L'assessore Agus annuncia un impegno concreto per risolvere la dermatite bovina in Sardegna. Si lavora per ridurre il blocco della movimentazione dei capi e sostenere gli allevatori con fondi aggiuntivi.

Contenimento della dermatite bovina in Sardegna

La Sardegna affronta una situazione critica per la dermatite bovina. L'assessore all'Agricoltura, Francesco Agus, ha sottolineato la necessità di massima attenzione. L'obiettivo è superare l'emergenza nel minor tempo possibile. Le misure attuali impongono un blocco della movimentazione dei capi. Questa restrizione crea notevoli disagi agli allevatori.

L'assessore Agus mira a ridurre al minimo la durata di questo blocco. Si vuole evitare che la Sardegna subisca penalizzazioni rispetto ad altre regioni italiane. L'incontro si è svolto durante il Tavolo verde in Assessorato. Erano presenti le associazioni di categoria. Il comparto zootecnico sta attraversando una fase molto delicata.

Nuovo tavolo tecnico per coordinare le azioni

Durante la riunione è emersa la necessità di istituire un tavolo tecnico. Questo organismo coordinerà le attività di contrasto alla dermatite nodulare contagiosa. Saranno coinvolte tutte le strutture regionali competenti. L'assessore Agus ha evidenziato l'importanza di questo strumento. Garantisce un'azione tempestiva e coordinata tra le varie entità.

Il Tavolo verde avrà il compito di monitorare le attività. Dovrà anche rafforzare la comunicazione con gli allevatori. Sarà incaricato di formulare proposte concrete. Queste potrebbero includere misure di sostegno per le aziende zootecniche colpite. L'assessore ha confermato la disponibilità di ulteriori risorse finanziarie. Provengono da economie su stanziamenti del 2025.

Fondi aggiuntivi per le aziende colpite

Sono disponibili 13 milioni di euro.
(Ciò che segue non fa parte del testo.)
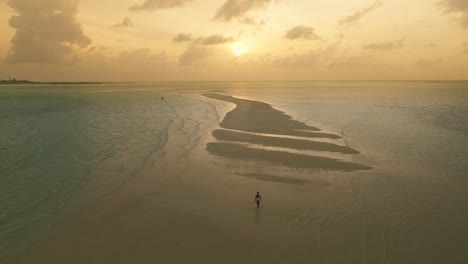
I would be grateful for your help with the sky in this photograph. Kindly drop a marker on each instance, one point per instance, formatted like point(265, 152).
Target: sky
point(233, 40)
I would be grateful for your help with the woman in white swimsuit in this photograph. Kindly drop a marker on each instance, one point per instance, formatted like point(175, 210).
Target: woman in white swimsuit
point(258, 198)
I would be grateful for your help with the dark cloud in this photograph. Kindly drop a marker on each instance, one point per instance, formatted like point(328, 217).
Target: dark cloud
point(126, 22)
point(46, 31)
point(181, 37)
point(237, 8)
point(356, 17)
point(158, 4)
point(301, 32)
point(193, 54)
point(389, 45)
point(459, 7)
point(214, 40)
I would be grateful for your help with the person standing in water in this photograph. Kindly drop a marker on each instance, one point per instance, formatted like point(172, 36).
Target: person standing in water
point(258, 198)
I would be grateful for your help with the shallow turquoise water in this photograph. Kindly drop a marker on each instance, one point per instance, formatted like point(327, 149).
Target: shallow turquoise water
point(67, 143)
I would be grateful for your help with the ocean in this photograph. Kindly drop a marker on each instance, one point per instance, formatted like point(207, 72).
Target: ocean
point(66, 148)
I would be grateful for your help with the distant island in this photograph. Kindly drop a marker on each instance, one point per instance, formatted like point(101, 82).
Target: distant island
point(15, 81)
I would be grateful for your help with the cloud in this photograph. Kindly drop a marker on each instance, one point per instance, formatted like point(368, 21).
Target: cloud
point(301, 32)
point(46, 31)
point(330, 57)
point(389, 45)
point(353, 19)
point(127, 22)
point(181, 37)
point(237, 8)
point(214, 40)
point(149, 5)
point(194, 54)
point(459, 7)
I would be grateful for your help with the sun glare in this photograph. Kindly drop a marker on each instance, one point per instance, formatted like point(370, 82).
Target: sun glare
point(237, 50)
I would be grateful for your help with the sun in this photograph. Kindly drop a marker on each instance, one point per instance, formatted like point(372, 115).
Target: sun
point(237, 49)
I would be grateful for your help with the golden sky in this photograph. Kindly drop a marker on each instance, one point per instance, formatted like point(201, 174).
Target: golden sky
point(159, 40)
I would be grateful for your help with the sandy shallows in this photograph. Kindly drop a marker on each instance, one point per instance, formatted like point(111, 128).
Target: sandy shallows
point(293, 160)
point(281, 142)
point(257, 117)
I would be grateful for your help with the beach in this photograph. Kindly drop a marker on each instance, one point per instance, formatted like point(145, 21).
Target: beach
point(144, 180)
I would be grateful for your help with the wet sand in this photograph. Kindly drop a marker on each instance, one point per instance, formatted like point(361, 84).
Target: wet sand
point(258, 117)
point(281, 142)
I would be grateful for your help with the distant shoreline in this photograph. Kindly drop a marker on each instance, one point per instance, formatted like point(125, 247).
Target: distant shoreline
point(7, 82)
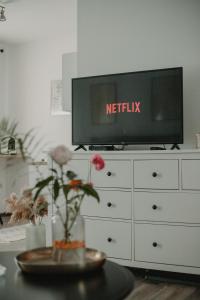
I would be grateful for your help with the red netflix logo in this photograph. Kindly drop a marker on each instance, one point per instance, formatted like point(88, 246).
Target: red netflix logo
point(121, 107)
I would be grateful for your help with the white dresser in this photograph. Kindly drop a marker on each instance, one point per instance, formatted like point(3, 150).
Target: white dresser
point(149, 213)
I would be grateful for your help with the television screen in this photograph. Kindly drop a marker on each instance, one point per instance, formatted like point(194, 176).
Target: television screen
point(143, 107)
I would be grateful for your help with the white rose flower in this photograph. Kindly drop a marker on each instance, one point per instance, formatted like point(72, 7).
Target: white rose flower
point(61, 155)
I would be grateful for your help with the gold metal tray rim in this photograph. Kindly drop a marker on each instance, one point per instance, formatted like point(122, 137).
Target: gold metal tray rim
point(26, 262)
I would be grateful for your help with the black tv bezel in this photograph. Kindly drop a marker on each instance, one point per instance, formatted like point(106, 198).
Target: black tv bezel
point(155, 141)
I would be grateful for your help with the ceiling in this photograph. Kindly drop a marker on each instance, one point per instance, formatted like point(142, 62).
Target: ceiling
point(29, 20)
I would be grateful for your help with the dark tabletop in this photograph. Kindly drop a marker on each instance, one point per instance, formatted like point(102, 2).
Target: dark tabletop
point(112, 282)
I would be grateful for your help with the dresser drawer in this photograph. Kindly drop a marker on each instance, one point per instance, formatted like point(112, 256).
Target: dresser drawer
point(176, 245)
point(113, 204)
point(191, 174)
point(169, 207)
point(117, 173)
point(113, 238)
point(156, 174)
point(80, 167)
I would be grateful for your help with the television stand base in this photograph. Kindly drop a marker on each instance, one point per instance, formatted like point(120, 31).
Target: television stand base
point(80, 147)
point(101, 148)
point(175, 146)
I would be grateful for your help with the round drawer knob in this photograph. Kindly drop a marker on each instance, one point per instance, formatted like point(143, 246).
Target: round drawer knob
point(154, 174)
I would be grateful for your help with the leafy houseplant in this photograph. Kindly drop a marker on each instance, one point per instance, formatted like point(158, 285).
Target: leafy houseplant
point(67, 184)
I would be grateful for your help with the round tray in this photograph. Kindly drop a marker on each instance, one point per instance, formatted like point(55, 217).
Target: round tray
point(40, 261)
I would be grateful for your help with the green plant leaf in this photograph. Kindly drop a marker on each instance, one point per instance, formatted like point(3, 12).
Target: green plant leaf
point(71, 175)
point(56, 189)
point(53, 170)
point(90, 191)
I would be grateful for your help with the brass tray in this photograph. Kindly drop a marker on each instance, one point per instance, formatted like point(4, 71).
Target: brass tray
point(40, 261)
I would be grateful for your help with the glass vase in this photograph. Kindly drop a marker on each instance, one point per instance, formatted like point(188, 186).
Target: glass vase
point(70, 250)
point(35, 236)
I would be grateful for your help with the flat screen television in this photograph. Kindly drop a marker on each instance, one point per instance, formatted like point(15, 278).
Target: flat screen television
point(144, 107)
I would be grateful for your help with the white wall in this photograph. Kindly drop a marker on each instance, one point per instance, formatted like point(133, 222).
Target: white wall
point(3, 100)
point(130, 35)
point(31, 69)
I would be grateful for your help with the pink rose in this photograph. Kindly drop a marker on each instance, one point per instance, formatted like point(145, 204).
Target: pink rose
point(61, 155)
point(98, 162)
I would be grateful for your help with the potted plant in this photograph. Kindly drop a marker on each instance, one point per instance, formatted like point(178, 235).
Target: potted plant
point(68, 229)
point(26, 209)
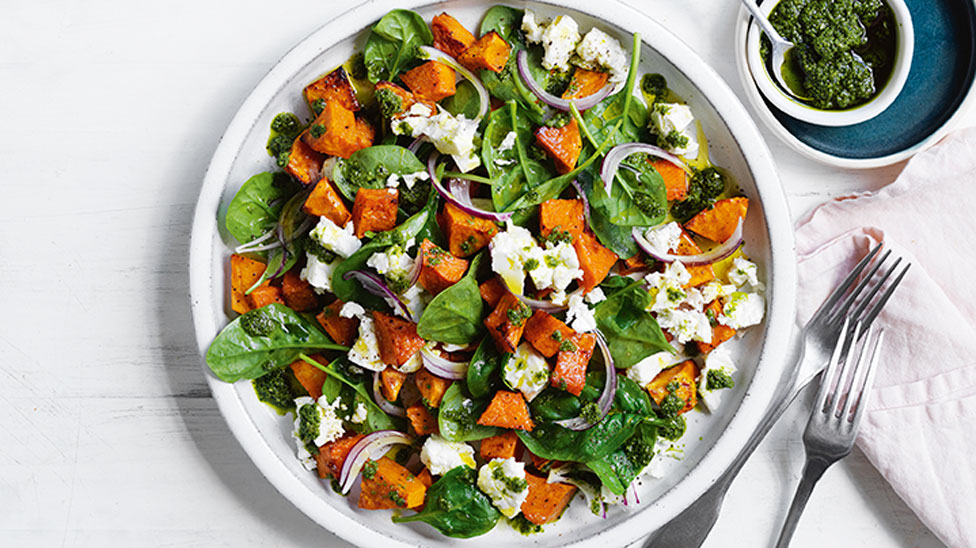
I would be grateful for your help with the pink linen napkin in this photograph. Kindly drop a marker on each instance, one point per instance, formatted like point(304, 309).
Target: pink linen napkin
point(920, 430)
Queste somme saranno destinate a potenziare gli interventi a favore delle aziende zootecniche. L'intento è estendere gli indennizzi per il blocco della movimentazione dei capi. Inizialmente previsti fino a settembre, la loro durata si è estesa fino a gennaio. L'assessore Agus intende considerare l'evoluzione della situazione.

Si terranno conto delle continue difficoltà affrontate dalle imprese. La proposta di estendere gli indennizzi sarà approfondita nel tavolo tecnico. Parallelamente, è stato illustrato un accordo siglato il 9 aprile 2026. Coinvolge l'Assessorato, Argea e Agea. Definisce un percorso operativo per rispettare le scadenze di pagamento nazionali.
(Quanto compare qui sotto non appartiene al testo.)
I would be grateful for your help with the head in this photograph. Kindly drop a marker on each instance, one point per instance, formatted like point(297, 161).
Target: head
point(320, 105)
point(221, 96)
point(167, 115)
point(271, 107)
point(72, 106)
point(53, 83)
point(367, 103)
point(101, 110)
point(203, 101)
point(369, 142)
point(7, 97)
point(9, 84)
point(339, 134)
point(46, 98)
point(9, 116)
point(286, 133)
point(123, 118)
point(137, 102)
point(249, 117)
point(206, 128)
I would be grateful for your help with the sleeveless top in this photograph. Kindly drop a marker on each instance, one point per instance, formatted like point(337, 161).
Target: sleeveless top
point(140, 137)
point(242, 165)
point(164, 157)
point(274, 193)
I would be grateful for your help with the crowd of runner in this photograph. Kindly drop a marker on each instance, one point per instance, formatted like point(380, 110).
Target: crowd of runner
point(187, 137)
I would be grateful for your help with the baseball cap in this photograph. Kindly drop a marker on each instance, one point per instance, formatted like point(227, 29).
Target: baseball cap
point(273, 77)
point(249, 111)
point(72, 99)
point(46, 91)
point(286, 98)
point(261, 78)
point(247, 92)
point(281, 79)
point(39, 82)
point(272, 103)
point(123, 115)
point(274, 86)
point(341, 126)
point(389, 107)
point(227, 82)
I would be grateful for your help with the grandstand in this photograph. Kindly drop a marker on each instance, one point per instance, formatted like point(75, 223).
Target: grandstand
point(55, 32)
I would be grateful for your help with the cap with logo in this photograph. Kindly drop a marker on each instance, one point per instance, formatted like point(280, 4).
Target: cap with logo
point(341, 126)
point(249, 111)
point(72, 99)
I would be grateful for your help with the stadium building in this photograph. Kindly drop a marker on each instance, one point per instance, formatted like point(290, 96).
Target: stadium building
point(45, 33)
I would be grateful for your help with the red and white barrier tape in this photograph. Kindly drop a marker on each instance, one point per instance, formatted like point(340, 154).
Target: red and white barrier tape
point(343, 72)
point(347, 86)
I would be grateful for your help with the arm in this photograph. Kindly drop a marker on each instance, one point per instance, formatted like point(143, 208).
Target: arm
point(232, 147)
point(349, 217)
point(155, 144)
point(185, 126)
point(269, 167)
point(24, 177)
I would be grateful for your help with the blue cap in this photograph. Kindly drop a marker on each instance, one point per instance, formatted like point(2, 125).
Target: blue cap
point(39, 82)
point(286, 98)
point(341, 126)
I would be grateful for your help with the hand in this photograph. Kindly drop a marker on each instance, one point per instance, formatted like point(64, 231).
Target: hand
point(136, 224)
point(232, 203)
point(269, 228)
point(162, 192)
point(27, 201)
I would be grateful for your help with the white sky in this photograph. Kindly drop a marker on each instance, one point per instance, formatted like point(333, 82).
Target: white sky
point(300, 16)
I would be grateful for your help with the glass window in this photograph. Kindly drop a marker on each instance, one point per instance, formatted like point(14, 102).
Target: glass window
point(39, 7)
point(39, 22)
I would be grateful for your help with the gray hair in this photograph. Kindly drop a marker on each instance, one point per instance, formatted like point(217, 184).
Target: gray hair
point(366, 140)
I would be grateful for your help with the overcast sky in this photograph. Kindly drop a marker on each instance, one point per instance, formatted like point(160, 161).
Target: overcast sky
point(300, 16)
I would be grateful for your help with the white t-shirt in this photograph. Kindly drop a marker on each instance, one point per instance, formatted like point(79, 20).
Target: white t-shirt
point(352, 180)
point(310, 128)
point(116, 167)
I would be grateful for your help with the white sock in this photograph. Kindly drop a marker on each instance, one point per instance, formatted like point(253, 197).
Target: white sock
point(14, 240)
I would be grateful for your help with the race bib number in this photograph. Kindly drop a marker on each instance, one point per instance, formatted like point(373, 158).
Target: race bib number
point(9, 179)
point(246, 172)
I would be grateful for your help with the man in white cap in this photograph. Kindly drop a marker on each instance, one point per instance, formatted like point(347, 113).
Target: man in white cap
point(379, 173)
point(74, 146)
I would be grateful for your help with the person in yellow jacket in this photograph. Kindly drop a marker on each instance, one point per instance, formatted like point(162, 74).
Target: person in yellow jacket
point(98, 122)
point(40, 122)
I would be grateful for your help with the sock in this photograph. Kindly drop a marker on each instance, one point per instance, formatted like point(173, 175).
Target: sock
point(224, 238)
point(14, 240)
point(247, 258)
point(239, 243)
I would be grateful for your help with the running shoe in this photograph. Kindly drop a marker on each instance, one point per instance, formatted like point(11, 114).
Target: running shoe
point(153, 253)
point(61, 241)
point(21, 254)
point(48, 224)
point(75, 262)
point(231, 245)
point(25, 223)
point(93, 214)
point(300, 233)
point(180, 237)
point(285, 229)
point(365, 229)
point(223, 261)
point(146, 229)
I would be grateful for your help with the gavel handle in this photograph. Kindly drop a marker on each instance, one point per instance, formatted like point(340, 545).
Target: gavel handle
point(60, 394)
Accordo per pagamenti e controlli PAC

L'intesa permetterà di procedere con i pagamenti. I controlli richiesti per le regole della PAC saranno posticipati. Argea convocherà un tavolo con i CAA la prossima settimana. Si discuteranno le problematiche relative al fascicolo aziendale. Verranno affrontate anche le modalità delle verifiche rinviate a settembre 2026.

Questo accordo assicura il flusso di risorse previsto. Si tratta di circa 60 milioni di euro. Questi fondi coprono pagamenti diretti e misure del Complemento di sviluppo rurale. Includono benessere animale, indennità compensativa e agricoltura biologica. Tutto ciò avverrà senza ritardi rispetto alle scadenze nazionali.